7 other things worth knowing today
The U.S. Army spent a ton of money on a new marketing campaign that features actor Jonathan Majors, and was set to pepper the airwaves with the new ads during the NCAA tournament this weekend. Only problem: Majors was arrested in New York on charges of strangulation, assault and harassment. Now the army is scrambling to cut new ads without Majors, so a $70 million ad buy can still be used. (AP)
Elon Musk and a group of artificial intelligence experts and industry executives are calling for a six-month pause in developing systems more powerful than OpenAI's newly launched GPT-4, in an open letter citing potential risks to society and humanity. "Powerful AI systems should be developed only once we are confident that their effects will be positive and their risks will be manageable," the letter said. (U.S. News)
Seeking to keep violent passengers grounded, a trio of lawmakers will again introduce legislation that would create a no-fly list for people fined for or convicted of “serious physical violence and abuse.” The Protection from Abusive Passengers Act has bipartisan support, but similar legislation last year went nowhere. (Washington Post)
'Nature gave us a lifeline': Southern California is refilling its largest reservoir in dramatic fashion, with water rushing into Diamond Valley Lake, which was considerably drained during the state's driest three years on record. (LA Times)
An effort to sell a 600-year-old human skull at a rural North Carolina auction house was abruptly halted over the weekend after a group of opponents led by Native Americans intervened. The canceled auction is just one example of a long, emotional quest by tribal and federal officials to stop the buying and selling of native human remains. (News & Observer)

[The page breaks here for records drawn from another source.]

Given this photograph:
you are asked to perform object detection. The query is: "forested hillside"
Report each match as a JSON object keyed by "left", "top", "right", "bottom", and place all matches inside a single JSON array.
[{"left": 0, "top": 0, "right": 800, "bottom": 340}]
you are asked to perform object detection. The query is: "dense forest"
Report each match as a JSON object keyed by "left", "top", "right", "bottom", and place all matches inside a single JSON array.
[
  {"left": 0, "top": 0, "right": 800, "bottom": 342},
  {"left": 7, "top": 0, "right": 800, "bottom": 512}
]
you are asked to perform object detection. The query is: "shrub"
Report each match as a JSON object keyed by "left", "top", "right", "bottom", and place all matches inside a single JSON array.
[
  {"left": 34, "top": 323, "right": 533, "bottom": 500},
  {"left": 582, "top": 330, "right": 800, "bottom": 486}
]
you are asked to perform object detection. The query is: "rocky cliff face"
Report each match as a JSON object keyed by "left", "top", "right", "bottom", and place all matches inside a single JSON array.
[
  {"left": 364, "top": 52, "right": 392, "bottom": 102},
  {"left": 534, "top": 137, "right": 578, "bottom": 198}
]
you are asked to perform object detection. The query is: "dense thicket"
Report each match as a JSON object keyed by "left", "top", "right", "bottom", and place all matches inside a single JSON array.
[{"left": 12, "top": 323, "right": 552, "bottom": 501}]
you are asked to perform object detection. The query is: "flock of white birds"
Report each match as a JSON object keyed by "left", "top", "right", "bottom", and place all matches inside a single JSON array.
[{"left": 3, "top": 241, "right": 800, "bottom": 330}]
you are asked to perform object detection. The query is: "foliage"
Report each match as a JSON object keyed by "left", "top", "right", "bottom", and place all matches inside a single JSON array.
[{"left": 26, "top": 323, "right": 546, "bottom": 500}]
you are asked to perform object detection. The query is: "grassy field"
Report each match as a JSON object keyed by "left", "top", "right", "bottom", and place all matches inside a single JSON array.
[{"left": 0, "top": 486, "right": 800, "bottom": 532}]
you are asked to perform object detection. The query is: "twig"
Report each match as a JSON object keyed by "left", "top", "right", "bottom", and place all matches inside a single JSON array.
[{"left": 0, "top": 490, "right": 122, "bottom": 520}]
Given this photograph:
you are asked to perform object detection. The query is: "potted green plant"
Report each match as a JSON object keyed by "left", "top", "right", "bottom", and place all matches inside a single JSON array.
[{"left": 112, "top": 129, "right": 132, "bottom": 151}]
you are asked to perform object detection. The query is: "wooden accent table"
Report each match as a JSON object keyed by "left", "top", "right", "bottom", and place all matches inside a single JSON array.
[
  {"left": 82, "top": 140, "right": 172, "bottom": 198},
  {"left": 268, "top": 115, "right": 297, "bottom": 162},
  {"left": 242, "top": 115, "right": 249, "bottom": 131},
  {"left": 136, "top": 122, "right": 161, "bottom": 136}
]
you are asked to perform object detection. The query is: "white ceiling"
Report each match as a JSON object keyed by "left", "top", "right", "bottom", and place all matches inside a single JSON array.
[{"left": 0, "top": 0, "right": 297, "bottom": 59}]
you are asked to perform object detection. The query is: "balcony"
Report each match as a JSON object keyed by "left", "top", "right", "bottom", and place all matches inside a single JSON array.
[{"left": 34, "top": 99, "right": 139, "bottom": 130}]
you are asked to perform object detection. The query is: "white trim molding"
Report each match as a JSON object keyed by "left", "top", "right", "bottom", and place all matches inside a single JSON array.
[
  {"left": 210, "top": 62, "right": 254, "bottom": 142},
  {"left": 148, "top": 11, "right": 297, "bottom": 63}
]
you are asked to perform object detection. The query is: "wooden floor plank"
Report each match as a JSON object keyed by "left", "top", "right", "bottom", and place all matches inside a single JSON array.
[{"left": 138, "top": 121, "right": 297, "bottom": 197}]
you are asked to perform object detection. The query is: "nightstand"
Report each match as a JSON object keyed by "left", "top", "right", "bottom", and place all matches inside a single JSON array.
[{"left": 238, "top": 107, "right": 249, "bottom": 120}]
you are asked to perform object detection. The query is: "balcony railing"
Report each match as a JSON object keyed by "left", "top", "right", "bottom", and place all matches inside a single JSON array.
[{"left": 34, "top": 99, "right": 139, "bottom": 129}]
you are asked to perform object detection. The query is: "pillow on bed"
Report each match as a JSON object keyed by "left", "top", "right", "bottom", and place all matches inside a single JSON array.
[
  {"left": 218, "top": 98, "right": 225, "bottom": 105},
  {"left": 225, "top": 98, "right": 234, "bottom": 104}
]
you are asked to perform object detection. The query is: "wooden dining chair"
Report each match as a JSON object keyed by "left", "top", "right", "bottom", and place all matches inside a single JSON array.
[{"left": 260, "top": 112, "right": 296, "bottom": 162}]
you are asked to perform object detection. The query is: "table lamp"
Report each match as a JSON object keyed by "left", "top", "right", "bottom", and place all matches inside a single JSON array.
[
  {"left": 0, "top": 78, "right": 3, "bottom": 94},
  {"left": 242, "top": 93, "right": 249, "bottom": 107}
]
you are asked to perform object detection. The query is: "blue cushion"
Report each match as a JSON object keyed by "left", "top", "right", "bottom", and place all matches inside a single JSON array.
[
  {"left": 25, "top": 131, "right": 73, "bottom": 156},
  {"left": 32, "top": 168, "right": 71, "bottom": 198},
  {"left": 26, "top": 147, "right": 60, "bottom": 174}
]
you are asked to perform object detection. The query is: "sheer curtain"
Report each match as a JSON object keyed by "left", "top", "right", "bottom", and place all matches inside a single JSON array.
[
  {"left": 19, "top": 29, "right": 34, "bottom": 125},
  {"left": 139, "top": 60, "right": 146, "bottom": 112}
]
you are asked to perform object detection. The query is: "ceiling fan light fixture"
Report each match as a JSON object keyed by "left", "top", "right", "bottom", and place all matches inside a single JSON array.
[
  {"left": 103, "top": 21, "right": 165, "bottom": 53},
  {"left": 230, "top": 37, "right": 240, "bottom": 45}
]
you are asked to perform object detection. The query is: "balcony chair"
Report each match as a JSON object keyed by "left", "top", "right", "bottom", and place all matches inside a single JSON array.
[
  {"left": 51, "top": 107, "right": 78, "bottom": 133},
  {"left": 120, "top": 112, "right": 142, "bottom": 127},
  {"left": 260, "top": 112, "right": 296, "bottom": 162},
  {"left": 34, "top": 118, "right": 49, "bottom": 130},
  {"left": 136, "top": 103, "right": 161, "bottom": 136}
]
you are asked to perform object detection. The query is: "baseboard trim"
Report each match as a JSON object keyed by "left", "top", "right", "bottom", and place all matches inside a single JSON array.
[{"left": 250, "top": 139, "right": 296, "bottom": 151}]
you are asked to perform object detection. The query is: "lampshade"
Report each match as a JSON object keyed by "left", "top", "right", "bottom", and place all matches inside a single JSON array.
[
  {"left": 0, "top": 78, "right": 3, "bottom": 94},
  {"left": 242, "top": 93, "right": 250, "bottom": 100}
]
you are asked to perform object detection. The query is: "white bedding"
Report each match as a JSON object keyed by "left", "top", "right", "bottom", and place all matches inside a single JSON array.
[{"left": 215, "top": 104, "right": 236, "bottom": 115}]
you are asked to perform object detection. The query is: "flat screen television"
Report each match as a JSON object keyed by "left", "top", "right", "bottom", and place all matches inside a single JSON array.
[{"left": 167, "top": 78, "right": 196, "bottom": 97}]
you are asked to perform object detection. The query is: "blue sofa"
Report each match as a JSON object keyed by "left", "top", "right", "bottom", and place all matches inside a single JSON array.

Why choose? Earlier this month, YouTube TV launched a new “multiview” feature that allows viewers to watch up to four streams of sports content at once. Now it looks like Apple TV is working on a similar option. Though Apple’s streaming device already supports a picture-in-picture mode, new code discovered in the latest iOS beta points to a possible four-up multiview feature in the works. (Tech Crunch)
The NFL's Washington Commanders are up for sale, and there are reportedly at least two $6 billion bids, including one involving Magic Johnson. The record for any professional sports team is currently $4 billion. (Yahoo Sports)
Thanks for reading. Photo by Erik Mclean on Unsplash. I wrote about some of this before at Inc.com. See you in the comments.
Great piece. Interested to see more developments on the Jonathan Majors charges.
I honestly can’t believe the results of that survey. We have casinos around us and there are widespread gambling addictions with much more spent under the influence of alcohol. Any AA meeting can attest to that. So were the participants phoned on their landlines (haha)? And who would take their booze with them while clothes shopping unless it was online?And if they spent more money gambling while drinking, do you honestly think they’d own up to it? Well, anyway, in my burg gambling would definitely win the prize.